Yes — AI can design short, achievable exercises specifically calibrated for early momentum. The key is asking it to prioritise completion and confidence over complexity.
Why the First Win Matters So Much
Students decide whether a course is worth their time in the first few days. If the first exercise feels too hard, too vague, or disconnected from their actual situation, they disengage — and re-engaging them later is significantly harder than keeping them in the first place. A quick win early in the course does the opposite: it builds a small proof of progress that makes students more likely to show up for everything that follows.
Think of it like the first day at a gym with a new trainer. A smart trainer doesn’t test your max on day one. They give you a workout that’s challenging enough to feel real but achievable enough to finish — and you leave feeling capable. That feeling is what brings you back. Your first course exercise needs to do the same thing.
How to Ask AI for a Quick-Win Exercise
Be explicit about the goal when you prompt AI. Try: “Write one exercise for the first lesson of my course on using AI in online teaching. This exercise should take no more than ten minutes, be something any educator can complete regardless of their tech skills, and produce one concrete output they can look at and feel good about.” That constraint — ten minutes, any skill level, one concrete output — is what shapes the exercise toward a win rather than a challenge.
Claude is good at this kind of constrained design. If the first draft feels too involved, ask: “Make this simpler. A 55-year-old educator who has never used AI before should be able to complete it in their first session.” That additional framing usually tightens the output considerably. ChatGPT handles similar constraints well too.

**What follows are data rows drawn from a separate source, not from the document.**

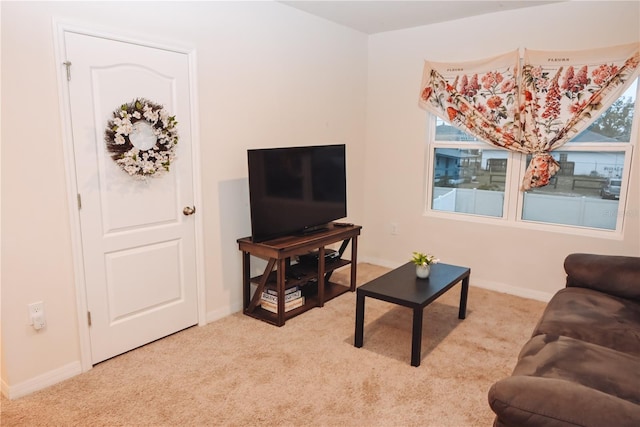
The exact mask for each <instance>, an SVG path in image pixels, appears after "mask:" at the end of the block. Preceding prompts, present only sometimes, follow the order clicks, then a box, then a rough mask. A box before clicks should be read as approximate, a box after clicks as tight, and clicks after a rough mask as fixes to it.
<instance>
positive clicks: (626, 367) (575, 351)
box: [513, 335, 640, 410]
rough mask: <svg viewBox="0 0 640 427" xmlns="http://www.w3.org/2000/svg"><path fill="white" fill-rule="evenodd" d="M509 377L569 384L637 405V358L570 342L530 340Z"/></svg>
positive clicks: (583, 342)
mask: <svg viewBox="0 0 640 427" xmlns="http://www.w3.org/2000/svg"><path fill="white" fill-rule="evenodd" d="M513 375H528V376H535V377H544V378H556V379H560V380H565V381H571V382H573V383H577V384H582V385H583V386H586V387H589V388H592V389H594V390H599V391H601V392H603V393H607V394H610V395H612V396H616V397H619V398H620V399H625V400H628V401H629V402H631V403H635V404H637V405H640V358H638V357H637V356H634V355H631V354H628V353H623V352H620V351H616V350H612V349H610V348H606V347H602V346H600V345H597V344H591V343H588V342H584V341H580V340H577V339H574V338H569V337H561V336H557V335H538V336H536V337H533V338H532V339H531V340H529V342H527V344H525V346H524V347H523V348H522V350H521V352H520V356H519V357H518V363H517V365H516V367H515V369H514V370H513ZM638 409H639V410H640V407H638Z"/></svg>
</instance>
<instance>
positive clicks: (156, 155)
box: [105, 98, 178, 178]
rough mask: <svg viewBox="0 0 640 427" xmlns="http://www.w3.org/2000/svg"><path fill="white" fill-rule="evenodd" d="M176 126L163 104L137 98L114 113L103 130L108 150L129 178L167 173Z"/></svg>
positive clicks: (177, 133) (175, 133)
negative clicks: (157, 103)
mask: <svg viewBox="0 0 640 427" xmlns="http://www.w3.org/2000/svg"><path fill="white" fill-rule="evenodd" d="M177 124H178V122H177V121H176V117H175V116H169V113H167V111H166V110H165V109H164V107H163V106H162V105H158V104H155V103H153V102H151V101H148V100H146V99H144V98H137V99H135V100H134V101H133V102H130V103H128V104H123V105H122V106H120V108H118V109H116V110H115V111H114V112H113V117H112V119H111V120H109V123H107V128H106V130H105V142H106V143H107V149H108V150H109V153H111V158H112V159H113V160H114V161H115V162H116V163H117V164H118V165H119V166H120V167H121V168H122V169H123V170H124V171H125V172H127V173H128V174H129V175H131V176H135V177H137V178H146V177H148V176H158V175H160V174H162V173H164V172H168V171H169V166H170V165H171V162H172V161H173V160H174V158H175V155H176V145H177V144H178V131H177V129H176V125H177Z"/></svg>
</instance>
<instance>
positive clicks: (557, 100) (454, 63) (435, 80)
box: [419, 43, 640, 190]
mask: <svg viewBox="0 0 640 427" xmlns="http://www.w3.org/2000/svg"><path fill="white" fill-rule="evenodd" d="M639 61H640V43H633V44H629V45H623V46H616V47H611V48H603V49H594V50H589V51H574V52H558V51H552V52H545V51H533V50H525V56H524V64H523V66H522V67H520V57H519V52H518V51H514V52H511V53H507V54H505V55H500V56H497V57H493V58H489V59H486V60H481V61H471V62H464V63H443V62H430V61H425V65H424V71H423V77H422V85H421V90H420V98H419V106H420V107H421V108H423V109H425V110H427V111H429V112H431V113H433V114H435V115H437V116H439V117H441V118H442V119H444V120H448V121H449V122H450V123H451V124H452V125H453V126H456V127H458V128H460V129H462V130H464V131H466V132H468V133H470V134H471V135H474V136H476V137H477V138H479V139H481V140H482V141H484V142H487V143H489V144H492V145H494V146H497V147H501V148H504V149H508V150H512V151H517V152H520V153H525V154H531V155H532V160H531V162H530V164H529V165H528V167H527V171H526V173H525V178H524V181H523V183H522V189H523V190H528V189H530V188H533V187H542V186H545V185H547V184H548V183H549V180H550V178H551V177H552V176H553V175H554V174H555V173H556V172H557V171H558V170H559V168H560V166H559V165H558V163H557V162H556V161H555V160H554V159H553V157H552V156H551V154H550V152H551V151H552V150H555V149H557V148H559V147H561V146H562V145H563V144H564V143H565V142H567V141H568V140H570V139H571V138H573V137H574V136H576V135H577V134H578V133H580V132H581V131H582V130H584V129H586V128H587V127H588V126H589V125H590V124H591V123H593V121H595V120H596V119H597V117H598V115H599V114H600V113H602V112H604V111H605V110H606V109H607V108H608V107H609V106H610V105H611V104H612V103H613V102H614V101H615V100H616V99H618V98H619V97H620V96H621V95H622V93H624V91H625V90H626V89H627V88H628V87H629V85H630V84H631V83H632V82H633V80H634V78H635V77H637V75H638V71H639V70H638V68H639V67H638V63H639Z"/></svg>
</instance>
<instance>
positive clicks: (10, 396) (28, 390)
mask: <svg viewBox="0 0 640 427" xmlns="http://www.w3.org/2000/svg"><path fill="white" fill-rule="evenodd" d="M81 373H82V365H81V363H80V361H77V362H72V363H69V364H67V365H65V366H62V367H60V368H58V369H54V370H52V371H49V372H46V373H44V374H42V375H38V376H37V377H35V378H31V379H29V380H27V381H24V382H22V383H19V384H16V385H13V386H10V385H8V384H6V383H5V382H4V381H3V382H2V394H3V395H4V396H5V397H6V398H7V399H9V400H12V399H17V398H19V397H23V396H26V395H28V394H31V393H33V392H36V391H38V390H42V389H45V388H47V387H50V386H52V385H54V384H57V383H59V382H62V381H64V380H68V379H69V378H72V377H75V376H76V375H80V374H81Z"/></svg>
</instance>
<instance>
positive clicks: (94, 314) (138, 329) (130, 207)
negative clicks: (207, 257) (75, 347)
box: [64, 31, 198, 364]
mask: <svg viewBox="0 0 640 427" xmlns="http://www.w3.org/2000/svg"><path fill="white" fill-rule="evenodd" d="M64 50H65V52H64V55H65V59H66V63H67V65H68V67H67V71H68V73H67V76H66V77H67V84H68V91H69V103H70V116H71V130H72V136H73V150H74V160H75V173H76V181H77V188H78V193H79V194H78V201H79V206H78V208H79V209H80V210H79V218H80V231H81V240H82V258H83V264H84V265H83V272H84V283H85V288H86V298H87V307H88V311H89V313H88V314H87V316H88V319H90V328H89V330H90V340H91V360H92V363H94V364H95V363H98V362H101V361H103V360H105V359H108V358H110V357H113V356H116V355H118V354H121V353H124V352H126V351H128V350H131V349H133V348H136V347H139V346H141V345H144V344H146V343H149V342H151V341H153V340H156V339H158V338H162V337H165V336H167V335H169V334H172V333H174V332H177V331H179V330H182V329H184V328H187V327H189V326H192V325H195V324H197V323H198V303H197V299H198V297H197V284H196V277H197V274H196V249H195V221H194V216H195V215H197V213H194V212H193V210H194V209H193V208H194V206H193V204H194V191H193V184H194V180H193V171H192V158H191V156H192V149H191V145H192V144H191V143H192V140H191V111H190V105H191V103H190V82H189V78H190V77H189V57H188V55H187V54H185V53H180V52H176V51H172V50H167V49H161V48H155V47H149V46H143V45H141V44H136V43H129V42H123V41H117V40H113V39H107V38H102V37H95V36H90V35H85V34H79V33H74V32H69V31H65V32H64ZM137 98H144V99H147V100H149V101H152V102H153V103H155V104H159V105H162V106H164V108H165V109H166V110H167V111H168V112H169V113H170V114H171V115H175V117H176V120H177V121H178V125H177V129H178V136H179V142H178V145H177V150H176V158H175V160H174V161H173V163H172V164H171V166H170V170H169V172H167V173H165V174H163V175H161V176H156V177H149V178H146V179H136V178H134V177H132V176H130V175H129V174H128V173H126V172H125V171H124V170H122V169H121V168H120V167H119V165H117V164H116V163H115V161H114V160H113V159H112V158H111V156H110V153H109V152H108V151H107V148H106V142H105V131H106V127H107V123H108V121H109V120H110V119H111V118H112V117H113V112H114V110H116V109H118V108H119V107H120V106H121V105H123V104H127V103H130V102H132V101H133V100H134V99H137Z"/></svg>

What This Means for Educators
Early completions are a leading indicator of course completion. Students who finish the first exercise are significantly more likely to finish the course. Designing for that first win is not lowering the bar — it’s building the ramp that gets students over the bar. As a trainer, when you invest ten minutes using AI to design a quick-win exercise for lesson one, you’re investing in every completion rate and testimonial that follows.
You can also design the exercise so the output becomes useful content for later — for example, asking students to write a short paragraph about their teaching style in lesson one, then referencing it as a prompt ingredient in lesson three. That continuity makes the early win feel even more purposeful.
The Bottom Line
Ask AI to design an exercise that takes under ten minutes, requires no prior knowledge, and produces something the student can see and feel proud of. That is a quick win. Do this for lesson one and you’ll notice the difference in how students show up for lesson two.